Backstage after a typically sweat-drenched show, Little Richard was greeted by a man with a message. “You will always be the true king of rock and roll,” Elvis Presley told him.
That brief royal conclave nails in one line a central theme of Little Richard: I Am Everything, namely that the visionary gay Black singer and pianist from Macon, Georgia has never been rightfully recognized and crowned by the public.
Lisa Cortés’ endlessly entertaining amalgam of onstage roof-raising, backstage frolicking and up-to-the-minute queer academic analysis, screening Tuesday, April 11 at the Roxie, persuasively corrects the pop culture record. The chart-topping reason not to miss her fast and furious film, though, is that Richard Penniman was a world-class drama king.
I mean that as a compliment. In contrast to the way VH1’s much-parodied Behind the Music squeezed every molecule of melodrama, irony and pathos out of the rags-to-Rolls-to-rehab (or death) spiral of countless rock stars, Little Richard: I Am Everything offers the galvanizing spectacle of a man expressing who he was at every moment.
“Who he was” was so complicated, contradictory and confounding on so many levels that it seems that Richard’s one constant was extraordinary self-confidence. (“I’m not conceited. I’m convinced,” he told one TV interviewer.) He was also powered and guided by the God instilled in him as a child and whom he stunningly returned to at the peak of his career, turning his back on “the devil’s music” in 1958.

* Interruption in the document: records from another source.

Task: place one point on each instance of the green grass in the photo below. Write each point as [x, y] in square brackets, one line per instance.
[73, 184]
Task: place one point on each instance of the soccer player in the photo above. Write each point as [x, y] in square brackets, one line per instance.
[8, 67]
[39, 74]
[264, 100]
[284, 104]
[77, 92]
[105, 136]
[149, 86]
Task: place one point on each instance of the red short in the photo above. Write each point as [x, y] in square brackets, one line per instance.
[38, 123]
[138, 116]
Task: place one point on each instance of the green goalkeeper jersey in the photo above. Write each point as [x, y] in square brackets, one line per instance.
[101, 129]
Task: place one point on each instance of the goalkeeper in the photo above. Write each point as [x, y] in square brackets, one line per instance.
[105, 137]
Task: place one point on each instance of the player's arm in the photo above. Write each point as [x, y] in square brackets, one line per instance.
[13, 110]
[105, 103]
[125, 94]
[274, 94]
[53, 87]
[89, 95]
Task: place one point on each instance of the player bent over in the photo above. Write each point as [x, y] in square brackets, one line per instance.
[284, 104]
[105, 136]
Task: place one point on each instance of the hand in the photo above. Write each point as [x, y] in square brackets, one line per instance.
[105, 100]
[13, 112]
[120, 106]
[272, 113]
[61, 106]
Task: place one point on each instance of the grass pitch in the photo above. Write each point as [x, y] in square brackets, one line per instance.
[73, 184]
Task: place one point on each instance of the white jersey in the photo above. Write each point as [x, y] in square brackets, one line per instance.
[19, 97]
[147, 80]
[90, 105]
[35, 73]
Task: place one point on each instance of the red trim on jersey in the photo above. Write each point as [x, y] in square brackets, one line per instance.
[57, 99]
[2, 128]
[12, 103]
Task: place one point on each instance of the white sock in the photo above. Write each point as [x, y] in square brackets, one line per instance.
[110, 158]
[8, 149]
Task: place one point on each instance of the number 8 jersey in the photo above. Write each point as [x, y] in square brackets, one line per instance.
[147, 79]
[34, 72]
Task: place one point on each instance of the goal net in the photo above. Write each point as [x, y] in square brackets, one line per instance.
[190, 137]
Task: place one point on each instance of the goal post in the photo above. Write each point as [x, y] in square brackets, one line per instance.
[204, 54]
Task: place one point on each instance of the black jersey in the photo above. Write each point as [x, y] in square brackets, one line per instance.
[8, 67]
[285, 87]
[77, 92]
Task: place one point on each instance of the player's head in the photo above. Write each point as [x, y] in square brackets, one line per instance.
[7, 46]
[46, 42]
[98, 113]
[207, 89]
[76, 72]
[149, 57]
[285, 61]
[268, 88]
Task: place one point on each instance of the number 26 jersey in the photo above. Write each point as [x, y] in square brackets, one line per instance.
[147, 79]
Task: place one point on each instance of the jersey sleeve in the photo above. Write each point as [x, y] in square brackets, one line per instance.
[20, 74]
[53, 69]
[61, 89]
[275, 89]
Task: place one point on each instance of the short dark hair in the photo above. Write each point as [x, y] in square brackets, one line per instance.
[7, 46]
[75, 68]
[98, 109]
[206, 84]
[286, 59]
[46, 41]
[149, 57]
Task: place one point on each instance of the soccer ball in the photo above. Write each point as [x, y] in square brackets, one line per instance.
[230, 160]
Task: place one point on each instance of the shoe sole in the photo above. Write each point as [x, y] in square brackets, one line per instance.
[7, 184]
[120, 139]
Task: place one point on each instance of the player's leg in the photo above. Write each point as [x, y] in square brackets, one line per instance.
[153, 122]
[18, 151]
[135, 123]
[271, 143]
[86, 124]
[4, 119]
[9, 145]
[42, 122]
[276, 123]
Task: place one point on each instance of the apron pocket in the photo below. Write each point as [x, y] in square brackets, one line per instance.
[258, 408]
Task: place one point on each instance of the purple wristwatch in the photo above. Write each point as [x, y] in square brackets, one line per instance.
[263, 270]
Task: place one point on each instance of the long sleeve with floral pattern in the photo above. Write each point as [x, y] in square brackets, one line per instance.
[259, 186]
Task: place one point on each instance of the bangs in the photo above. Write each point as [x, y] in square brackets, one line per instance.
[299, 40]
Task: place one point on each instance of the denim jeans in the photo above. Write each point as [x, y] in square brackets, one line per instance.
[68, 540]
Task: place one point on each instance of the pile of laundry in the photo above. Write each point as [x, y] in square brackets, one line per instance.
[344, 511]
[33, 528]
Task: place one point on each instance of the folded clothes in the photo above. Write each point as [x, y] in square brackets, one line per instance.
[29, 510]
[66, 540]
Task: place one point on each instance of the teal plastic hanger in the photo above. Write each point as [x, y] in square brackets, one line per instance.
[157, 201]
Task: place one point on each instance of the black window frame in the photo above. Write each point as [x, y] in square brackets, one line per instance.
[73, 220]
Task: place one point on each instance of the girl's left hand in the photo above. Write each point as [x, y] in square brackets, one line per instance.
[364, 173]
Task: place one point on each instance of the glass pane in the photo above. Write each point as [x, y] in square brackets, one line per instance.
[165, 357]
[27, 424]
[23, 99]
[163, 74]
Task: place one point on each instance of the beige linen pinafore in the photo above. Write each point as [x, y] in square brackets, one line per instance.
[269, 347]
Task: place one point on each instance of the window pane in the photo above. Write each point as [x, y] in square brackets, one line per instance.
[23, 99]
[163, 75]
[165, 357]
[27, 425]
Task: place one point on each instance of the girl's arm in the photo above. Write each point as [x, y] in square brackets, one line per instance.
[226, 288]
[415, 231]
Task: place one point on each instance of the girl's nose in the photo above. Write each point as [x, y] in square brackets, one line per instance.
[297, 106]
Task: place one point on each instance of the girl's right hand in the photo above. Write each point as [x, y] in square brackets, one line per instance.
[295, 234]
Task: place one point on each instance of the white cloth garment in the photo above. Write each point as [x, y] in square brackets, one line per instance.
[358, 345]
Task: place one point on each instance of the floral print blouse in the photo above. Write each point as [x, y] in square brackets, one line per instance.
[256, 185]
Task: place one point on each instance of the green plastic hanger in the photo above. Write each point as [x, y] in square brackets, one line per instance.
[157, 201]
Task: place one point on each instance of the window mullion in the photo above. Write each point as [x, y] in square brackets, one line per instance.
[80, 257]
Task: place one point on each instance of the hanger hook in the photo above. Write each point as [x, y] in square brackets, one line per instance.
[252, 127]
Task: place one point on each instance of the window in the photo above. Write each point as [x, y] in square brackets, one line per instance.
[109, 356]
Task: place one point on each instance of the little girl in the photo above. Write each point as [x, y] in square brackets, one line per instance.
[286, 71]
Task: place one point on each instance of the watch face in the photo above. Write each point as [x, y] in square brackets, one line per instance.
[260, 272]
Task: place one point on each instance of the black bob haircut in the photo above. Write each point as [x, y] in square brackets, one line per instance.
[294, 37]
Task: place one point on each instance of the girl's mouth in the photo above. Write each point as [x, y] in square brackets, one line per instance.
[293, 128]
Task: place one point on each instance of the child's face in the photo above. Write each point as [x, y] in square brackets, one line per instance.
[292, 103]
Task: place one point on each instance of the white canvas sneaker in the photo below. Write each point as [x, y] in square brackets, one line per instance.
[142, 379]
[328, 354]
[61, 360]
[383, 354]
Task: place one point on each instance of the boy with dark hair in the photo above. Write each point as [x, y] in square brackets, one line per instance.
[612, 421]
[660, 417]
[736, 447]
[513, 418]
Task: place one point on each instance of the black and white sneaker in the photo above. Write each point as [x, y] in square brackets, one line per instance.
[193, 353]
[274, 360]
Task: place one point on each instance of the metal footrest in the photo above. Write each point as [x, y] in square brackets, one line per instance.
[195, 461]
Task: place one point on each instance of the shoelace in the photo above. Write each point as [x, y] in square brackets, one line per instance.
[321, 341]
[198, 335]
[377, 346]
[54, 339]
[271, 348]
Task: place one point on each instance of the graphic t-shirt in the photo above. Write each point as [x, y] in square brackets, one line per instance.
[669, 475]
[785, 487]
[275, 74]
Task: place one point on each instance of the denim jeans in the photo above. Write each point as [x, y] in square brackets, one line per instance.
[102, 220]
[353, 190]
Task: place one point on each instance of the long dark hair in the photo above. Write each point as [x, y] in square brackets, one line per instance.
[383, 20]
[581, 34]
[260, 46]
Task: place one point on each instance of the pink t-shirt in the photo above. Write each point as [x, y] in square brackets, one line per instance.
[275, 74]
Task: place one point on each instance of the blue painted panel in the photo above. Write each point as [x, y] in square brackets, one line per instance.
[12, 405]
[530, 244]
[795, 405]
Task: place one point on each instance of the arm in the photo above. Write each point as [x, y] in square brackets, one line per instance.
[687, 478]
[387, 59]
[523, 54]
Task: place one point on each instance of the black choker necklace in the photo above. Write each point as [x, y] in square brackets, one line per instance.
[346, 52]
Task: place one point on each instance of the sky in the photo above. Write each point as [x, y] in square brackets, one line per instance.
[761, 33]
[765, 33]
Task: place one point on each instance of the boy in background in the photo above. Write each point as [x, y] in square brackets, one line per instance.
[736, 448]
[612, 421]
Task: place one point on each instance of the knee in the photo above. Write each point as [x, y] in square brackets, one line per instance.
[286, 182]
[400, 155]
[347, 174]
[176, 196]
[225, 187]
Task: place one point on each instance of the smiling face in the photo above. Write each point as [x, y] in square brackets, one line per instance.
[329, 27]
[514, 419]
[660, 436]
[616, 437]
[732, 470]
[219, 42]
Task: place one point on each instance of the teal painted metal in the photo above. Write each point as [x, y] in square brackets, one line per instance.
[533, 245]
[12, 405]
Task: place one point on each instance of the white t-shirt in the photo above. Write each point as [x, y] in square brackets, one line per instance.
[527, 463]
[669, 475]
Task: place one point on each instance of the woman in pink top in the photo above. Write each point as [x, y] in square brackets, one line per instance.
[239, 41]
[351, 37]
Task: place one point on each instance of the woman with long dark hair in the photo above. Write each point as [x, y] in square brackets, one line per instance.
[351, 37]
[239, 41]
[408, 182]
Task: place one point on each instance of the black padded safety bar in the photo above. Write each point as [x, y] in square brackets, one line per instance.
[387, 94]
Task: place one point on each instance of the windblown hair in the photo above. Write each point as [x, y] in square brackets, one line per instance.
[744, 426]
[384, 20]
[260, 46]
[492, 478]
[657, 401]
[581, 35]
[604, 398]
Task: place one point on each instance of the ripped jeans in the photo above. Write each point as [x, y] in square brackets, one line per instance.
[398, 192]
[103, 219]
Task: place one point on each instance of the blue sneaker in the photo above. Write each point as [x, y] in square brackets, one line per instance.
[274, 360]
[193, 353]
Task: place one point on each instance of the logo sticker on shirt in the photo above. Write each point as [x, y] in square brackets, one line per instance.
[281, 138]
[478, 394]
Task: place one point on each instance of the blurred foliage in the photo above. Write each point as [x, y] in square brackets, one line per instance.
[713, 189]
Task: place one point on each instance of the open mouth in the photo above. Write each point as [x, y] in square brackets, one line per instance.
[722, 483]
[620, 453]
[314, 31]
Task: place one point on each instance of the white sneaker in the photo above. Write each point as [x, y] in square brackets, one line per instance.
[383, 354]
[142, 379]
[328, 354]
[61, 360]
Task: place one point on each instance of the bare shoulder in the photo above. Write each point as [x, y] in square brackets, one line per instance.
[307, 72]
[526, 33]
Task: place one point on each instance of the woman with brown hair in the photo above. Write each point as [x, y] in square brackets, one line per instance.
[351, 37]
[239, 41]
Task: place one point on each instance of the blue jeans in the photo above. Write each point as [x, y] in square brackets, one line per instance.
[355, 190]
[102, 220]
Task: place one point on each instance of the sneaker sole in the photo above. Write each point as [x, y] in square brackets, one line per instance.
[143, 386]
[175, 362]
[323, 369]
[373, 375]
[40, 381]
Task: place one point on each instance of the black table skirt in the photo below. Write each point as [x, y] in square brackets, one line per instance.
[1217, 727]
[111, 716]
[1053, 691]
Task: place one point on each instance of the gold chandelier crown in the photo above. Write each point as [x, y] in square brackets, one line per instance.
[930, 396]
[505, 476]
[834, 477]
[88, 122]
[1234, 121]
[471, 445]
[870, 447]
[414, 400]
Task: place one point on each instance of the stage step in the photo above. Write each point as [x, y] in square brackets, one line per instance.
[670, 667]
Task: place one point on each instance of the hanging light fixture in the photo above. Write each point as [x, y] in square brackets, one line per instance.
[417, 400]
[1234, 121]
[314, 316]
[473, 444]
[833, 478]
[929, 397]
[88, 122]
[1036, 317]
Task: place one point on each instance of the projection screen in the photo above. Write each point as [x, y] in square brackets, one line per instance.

Even before the artist hits those heights, Little Richard: I Am Everything is biography, social history and inspirational video rolled into one manic, full-tilt boogie. The early sections recounting Richard’s youthful evolution from church gospel singer to flamboyant front man — informed and influenced by Sister Rosetta Tharpe’s electrified guitar playing, and the pompadours and makeup of Black gay singers Esquerita and Billy Wright — reasserts an often-forgotten Black history of rock and roll.